Two Black Cars Collide at the Pastry Booth, 2022  
Film
Duration: 11:48 min. 

 



Inspiration for the work Two Black Cars Collide at the Pastry Booth (2021) came in the form of a terrain at the Briljantlaan (Brilliant Avenue) in Utrecht that Lüschen felt intuitively drawn to. The area comprises the unusual combination of neatly aligned garage boxes, a gas station, a laundry service, a car wash, a pastry booth and two pale blue residential houses; most people would pass through it without looking twice at the site.


Not Lüschen, however, who kept revisiting the place and reporting his findings in a journal. Initially he mainly observed the structural elements and their characteristics from the outside, but over the course of a month he slowly began to immerse himself in the private lives of those connected to the location; the manager of the gas station, a tenant of a small office space, the pastry sellers, the landlord of the garage boxes and the family living atop them.


His presence is like the spotlight at the start of his video work, Two Black Cars Collide at the Pastry Booth, rapidly spreading and mapping the area. As a simplified 3D model of the space comes into view, we hear fragments drawn from the artist’s notes. The colouring of the subtitles may remind some people of old video games, as does the pawn moving across the floor plan indicating the subject of each reflection. Lüschen: ‘At the time, it felt like I was in some kind of real-life first-person shooter game, but with a flashlight instead of a weapon, looking for answers about this place.’


The ostensibly straightforward public space seems to have a soft spot in this conglomeration of buildings where ‘the vague’ can blossom. A resident confides conspiracy theories to Lüschen while his numerous parrots repeat previously perceived life excerpts. Especially once the title incident is mentioned, one may wonder whether the diary fragments themselves contain alternative realities.

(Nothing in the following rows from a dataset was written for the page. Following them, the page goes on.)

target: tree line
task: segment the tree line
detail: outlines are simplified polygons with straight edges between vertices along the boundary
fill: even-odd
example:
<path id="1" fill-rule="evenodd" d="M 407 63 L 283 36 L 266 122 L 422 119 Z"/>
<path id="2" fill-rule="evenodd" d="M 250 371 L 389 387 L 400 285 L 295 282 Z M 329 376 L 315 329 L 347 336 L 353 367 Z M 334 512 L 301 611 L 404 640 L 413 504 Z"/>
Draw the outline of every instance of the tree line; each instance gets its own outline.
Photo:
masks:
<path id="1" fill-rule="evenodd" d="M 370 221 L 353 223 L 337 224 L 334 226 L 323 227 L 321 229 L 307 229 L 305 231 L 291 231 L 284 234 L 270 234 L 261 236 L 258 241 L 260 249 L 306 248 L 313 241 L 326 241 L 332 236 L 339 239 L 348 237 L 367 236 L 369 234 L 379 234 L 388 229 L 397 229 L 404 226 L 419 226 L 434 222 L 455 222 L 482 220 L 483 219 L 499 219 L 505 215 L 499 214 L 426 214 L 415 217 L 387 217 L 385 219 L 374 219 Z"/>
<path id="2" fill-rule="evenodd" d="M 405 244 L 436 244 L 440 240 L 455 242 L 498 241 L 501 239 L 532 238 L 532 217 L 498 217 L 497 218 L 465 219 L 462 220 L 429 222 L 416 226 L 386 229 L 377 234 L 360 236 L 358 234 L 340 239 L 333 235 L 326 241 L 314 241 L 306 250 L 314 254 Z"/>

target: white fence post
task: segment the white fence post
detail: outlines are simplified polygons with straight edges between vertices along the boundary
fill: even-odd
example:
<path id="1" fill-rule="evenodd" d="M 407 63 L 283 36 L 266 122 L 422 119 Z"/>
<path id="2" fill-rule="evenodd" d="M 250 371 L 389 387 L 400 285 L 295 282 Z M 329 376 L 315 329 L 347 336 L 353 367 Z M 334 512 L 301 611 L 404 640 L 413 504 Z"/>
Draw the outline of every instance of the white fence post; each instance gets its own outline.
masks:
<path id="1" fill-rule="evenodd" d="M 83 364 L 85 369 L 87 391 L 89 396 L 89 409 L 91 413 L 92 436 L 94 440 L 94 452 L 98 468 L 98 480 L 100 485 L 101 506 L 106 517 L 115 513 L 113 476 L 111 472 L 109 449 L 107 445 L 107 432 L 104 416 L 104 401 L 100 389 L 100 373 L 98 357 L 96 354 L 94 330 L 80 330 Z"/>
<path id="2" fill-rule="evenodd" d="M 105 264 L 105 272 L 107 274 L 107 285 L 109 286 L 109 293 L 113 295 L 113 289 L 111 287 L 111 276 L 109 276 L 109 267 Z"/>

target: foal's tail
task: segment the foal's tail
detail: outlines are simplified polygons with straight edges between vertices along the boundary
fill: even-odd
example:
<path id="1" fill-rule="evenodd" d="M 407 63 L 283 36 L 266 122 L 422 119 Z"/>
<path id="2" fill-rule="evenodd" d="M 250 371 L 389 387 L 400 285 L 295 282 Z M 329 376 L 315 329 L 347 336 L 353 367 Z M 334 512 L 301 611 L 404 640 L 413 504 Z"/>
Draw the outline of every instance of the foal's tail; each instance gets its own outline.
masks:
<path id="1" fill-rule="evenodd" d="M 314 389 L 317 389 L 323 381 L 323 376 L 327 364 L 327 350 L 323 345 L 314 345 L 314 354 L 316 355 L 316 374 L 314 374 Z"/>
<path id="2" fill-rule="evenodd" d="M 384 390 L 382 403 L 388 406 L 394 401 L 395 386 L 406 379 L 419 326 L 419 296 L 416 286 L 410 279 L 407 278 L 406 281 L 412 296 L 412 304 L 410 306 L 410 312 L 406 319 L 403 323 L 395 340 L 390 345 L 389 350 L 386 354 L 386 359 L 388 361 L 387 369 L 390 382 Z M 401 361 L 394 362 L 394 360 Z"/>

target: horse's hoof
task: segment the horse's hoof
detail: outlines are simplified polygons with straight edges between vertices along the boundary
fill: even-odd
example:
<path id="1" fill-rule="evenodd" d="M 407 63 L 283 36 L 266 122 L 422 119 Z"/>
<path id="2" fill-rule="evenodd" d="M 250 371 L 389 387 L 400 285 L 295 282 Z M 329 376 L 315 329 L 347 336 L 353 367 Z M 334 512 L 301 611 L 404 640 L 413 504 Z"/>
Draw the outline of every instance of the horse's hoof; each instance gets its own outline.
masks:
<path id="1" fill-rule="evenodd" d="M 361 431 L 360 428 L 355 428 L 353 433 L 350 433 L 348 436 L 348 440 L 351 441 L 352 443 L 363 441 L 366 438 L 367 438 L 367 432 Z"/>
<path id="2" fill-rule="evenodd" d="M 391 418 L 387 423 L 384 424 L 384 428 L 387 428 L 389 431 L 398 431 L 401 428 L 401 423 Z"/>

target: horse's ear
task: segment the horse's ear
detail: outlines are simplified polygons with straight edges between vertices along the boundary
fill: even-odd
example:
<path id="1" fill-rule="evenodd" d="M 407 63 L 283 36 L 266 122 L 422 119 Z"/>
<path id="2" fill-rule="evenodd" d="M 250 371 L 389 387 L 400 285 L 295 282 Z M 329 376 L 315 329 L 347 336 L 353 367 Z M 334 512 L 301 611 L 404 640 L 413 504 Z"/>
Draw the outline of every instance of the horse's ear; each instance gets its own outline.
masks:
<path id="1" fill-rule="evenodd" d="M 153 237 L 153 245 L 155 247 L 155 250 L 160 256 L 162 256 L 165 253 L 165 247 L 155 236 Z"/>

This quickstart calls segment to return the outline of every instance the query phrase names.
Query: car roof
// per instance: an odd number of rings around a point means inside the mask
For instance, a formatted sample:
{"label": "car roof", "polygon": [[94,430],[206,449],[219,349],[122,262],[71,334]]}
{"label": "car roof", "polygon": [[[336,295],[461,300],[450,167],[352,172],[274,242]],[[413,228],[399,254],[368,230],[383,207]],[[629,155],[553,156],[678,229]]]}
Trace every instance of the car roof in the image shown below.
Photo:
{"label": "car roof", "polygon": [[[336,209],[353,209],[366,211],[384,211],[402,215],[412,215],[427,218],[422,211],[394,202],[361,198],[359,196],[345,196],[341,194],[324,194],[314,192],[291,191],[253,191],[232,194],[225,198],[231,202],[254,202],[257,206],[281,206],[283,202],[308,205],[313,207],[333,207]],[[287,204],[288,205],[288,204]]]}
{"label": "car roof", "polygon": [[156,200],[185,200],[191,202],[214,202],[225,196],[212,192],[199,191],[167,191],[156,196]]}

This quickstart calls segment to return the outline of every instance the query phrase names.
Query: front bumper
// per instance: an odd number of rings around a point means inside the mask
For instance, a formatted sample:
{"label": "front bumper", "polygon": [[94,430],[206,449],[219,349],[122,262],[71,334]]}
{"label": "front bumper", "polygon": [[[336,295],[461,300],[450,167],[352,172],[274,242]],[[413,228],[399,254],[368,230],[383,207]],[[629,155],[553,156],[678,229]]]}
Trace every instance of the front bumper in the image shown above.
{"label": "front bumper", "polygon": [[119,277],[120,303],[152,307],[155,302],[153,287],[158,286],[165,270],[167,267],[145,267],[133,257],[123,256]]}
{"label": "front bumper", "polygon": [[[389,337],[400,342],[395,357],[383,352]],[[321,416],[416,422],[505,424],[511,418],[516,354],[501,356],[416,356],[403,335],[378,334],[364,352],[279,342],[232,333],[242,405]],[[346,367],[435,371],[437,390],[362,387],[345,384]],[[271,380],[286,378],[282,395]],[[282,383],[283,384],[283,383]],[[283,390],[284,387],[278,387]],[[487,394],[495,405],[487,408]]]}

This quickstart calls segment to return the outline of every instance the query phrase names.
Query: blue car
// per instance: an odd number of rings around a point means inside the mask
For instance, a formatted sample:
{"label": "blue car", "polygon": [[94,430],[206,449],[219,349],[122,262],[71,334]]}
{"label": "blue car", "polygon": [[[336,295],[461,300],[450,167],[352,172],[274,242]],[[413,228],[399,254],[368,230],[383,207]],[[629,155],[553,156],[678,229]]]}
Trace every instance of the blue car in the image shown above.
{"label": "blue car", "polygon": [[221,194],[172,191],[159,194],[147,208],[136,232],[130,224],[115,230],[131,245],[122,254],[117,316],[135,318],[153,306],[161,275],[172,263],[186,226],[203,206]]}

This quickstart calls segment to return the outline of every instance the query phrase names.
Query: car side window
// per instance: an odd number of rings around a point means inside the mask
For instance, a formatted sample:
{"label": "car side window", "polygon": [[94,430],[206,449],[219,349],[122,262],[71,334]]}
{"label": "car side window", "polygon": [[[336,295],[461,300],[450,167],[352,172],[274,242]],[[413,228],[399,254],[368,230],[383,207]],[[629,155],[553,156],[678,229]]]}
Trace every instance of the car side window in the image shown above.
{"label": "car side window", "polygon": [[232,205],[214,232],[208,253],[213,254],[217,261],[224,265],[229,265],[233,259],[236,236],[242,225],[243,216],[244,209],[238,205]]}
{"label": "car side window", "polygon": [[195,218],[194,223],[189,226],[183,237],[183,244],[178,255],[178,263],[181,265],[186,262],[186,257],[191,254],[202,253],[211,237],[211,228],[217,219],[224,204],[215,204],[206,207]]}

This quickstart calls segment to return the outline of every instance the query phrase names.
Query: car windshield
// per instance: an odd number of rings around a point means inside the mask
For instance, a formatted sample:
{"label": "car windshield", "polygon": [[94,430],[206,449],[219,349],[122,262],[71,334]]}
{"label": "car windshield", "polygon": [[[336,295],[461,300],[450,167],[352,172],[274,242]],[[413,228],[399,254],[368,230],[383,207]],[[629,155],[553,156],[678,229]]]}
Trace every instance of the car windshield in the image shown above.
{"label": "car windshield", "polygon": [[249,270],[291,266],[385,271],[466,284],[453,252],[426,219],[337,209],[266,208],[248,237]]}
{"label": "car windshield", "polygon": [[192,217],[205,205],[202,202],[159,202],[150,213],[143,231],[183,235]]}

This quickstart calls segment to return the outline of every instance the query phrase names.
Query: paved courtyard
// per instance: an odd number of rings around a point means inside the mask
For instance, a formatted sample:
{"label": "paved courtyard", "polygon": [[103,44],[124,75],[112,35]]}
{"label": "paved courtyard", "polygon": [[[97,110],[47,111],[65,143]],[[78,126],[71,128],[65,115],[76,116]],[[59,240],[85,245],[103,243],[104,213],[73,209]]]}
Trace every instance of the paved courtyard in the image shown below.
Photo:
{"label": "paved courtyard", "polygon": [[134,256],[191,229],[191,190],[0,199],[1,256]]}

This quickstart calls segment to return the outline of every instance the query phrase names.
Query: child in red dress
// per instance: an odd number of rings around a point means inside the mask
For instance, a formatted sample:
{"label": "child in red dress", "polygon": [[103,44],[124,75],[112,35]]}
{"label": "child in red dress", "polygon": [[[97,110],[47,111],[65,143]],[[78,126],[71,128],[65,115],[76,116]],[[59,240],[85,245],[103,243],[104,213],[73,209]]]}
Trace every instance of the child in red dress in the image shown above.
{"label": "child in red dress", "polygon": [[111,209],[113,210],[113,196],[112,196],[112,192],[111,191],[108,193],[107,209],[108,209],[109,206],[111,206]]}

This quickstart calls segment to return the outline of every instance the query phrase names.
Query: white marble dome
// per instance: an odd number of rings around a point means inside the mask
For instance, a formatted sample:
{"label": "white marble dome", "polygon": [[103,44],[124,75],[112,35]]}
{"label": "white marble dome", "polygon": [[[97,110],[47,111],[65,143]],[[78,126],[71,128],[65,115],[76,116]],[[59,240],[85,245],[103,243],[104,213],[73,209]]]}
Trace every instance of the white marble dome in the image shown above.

As the neat floor plan is wiped out, a blank canvas remains. On the one hand it mirrors an aforementioned fragment of an empty canvas, waiting for a parrot portrait; on the other, it visualises a lack of control and endless possibilities. The video ends in a 3D simulation: an assemblage of what Lüschen witnessed, things he was told, and what supposedly could be stored inside the talking birds. A staircase leads to nowhere. With the viewpoint circling the bordered landscape, one may get the feeling thatin our shared mission with the artist to define the place we are stuck inside a level of the game that proves to be undefeatable.